How far above the earth must an object be in order to lose 30% of its weight?

## Homework Equations

ma=Gm(Mearth)/r^2
a=v^2/r
v=2pir/T

## The Attempt at a Solution

I think the 30% lost weight would be the same as the earth's weight losing 30%. Therefore, I can put Mearth=(0.30)(6x10^24)

We have to solve for r to find the radius and then subtract it from the radius of the earth to find where this object is.

So rearranging the equation we get:
4pi^2r^3/T^2=0.30GMearth/r^2, where T=1 day and needs to be converted to seconds.

Finally, we rearrange to solve for r and get:
r=0.30GMearth/4pi^2

berkeman
Mentor

## Homework Statement

How far above the earth must an object be in order to lose 30% of its weight?

## Homework Equations

ma=Gm(Mearth)/r^2
a=v^2/r
v=2pir/T

## The Attempt at a Solution

I think the 30% lost weight would be the same as the earth's weight losing 30%. Therefore, I can put Mearth=(0.30)(6x10^24)
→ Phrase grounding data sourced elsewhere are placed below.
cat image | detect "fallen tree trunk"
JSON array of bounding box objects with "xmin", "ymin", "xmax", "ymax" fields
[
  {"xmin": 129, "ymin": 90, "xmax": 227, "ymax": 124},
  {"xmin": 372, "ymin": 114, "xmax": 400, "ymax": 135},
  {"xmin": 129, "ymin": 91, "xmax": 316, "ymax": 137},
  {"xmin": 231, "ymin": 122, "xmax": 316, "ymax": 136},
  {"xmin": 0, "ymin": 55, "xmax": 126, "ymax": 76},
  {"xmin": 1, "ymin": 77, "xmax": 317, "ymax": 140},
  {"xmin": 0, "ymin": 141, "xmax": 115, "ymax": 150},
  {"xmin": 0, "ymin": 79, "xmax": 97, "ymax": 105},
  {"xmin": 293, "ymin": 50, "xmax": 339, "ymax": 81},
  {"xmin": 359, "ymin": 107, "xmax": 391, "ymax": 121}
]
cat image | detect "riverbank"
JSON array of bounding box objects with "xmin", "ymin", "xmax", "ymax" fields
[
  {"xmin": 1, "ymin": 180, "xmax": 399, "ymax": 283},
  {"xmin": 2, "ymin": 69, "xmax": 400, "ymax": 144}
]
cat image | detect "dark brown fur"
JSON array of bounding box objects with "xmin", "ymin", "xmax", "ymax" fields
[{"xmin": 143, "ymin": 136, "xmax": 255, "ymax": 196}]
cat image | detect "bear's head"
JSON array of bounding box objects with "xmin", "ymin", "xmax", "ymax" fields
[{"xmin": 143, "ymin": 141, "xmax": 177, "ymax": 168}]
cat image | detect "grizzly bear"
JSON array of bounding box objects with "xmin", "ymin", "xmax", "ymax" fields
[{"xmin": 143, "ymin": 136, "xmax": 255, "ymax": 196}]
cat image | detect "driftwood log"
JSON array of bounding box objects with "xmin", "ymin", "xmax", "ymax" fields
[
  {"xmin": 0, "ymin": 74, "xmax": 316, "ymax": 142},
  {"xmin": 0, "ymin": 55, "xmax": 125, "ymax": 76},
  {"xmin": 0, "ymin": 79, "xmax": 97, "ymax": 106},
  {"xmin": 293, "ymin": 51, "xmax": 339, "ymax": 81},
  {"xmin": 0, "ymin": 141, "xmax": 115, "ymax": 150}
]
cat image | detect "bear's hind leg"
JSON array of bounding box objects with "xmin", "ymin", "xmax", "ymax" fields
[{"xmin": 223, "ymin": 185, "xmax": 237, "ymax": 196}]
We have to solve for r to find the radius and then subtract it from the radius of the earth to find where this object is.

So rearranging the equation we get:
4pi^2r^3/T^2=0.30GMearth/r^2, where T=1 day and needs to be converted to seconds.
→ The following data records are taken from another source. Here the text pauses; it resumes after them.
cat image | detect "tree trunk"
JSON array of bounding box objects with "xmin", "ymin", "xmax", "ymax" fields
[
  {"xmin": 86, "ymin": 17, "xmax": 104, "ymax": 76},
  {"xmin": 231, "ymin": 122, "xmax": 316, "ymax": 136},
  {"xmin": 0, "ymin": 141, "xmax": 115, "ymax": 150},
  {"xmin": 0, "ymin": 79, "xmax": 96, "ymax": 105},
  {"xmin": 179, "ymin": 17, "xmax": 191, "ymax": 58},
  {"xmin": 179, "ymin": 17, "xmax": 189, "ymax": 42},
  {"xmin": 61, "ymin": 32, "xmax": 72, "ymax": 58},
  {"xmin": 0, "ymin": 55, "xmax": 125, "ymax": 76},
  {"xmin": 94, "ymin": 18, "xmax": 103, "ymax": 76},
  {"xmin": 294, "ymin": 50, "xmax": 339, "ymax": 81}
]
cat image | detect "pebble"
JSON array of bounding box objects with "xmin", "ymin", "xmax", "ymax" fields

Finally, we rearrange to solve for r and get:
r=0.30GMearth/4pi^2

Time has no place in this calculation.

Don't try to think of it in terms of reducing the mass of the Earth. That's not good intuition.

Use the main equation you list, and calculate the radius that's larger than the Earth's radius that results in the listed decrease in *force*.